I. To the Office of the Chief Coroner:

  1. Consider establishing a committee to review all deaths by suicide. All deaths by suicide shall be reported to the committee so that the committee can determine the best approach to preventing similar deaths.
  2. Where appropriate, ensure that witnesses are informed of the availability of existing mental health services and supports that are available for witnesses testifying at an inquest.

J. To the Ministry of Health and Long-Term Care:

  1. Consider funding for 24/7 psychiatric emergency nurses in hospital emergency departments.
  2. Consider developing programs or seminars for families to help them cope with the mental illness of a family member and to help them to recognize signs of suicide.
  3. Consider raising the age of adolescence from 18 to 25 for the purposes of receiving mental health care treatment.
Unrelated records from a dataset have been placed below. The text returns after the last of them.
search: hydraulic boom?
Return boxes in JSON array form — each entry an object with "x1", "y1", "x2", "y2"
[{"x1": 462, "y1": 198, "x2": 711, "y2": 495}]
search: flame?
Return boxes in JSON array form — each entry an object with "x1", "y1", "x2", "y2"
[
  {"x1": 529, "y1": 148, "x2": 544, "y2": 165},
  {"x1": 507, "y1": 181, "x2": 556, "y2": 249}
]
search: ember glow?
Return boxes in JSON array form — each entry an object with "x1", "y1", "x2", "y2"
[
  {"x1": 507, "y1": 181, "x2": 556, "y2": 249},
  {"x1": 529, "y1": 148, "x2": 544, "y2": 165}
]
K. To the Canadian Armed Forces:

  1. When a Class A reservist presents with symptoms or signs of a mental illness issue they should be informed of mental health services within the community.
  2. In deciding whether to place a Class A reservist on unpaid leave, as a result of mental health concerns consideration should be given to the impact that this may have on their condition.
  3. Consider providing training and information to all new Class A reservists in relation to mental health services available through the military at the earliest possible point in their training.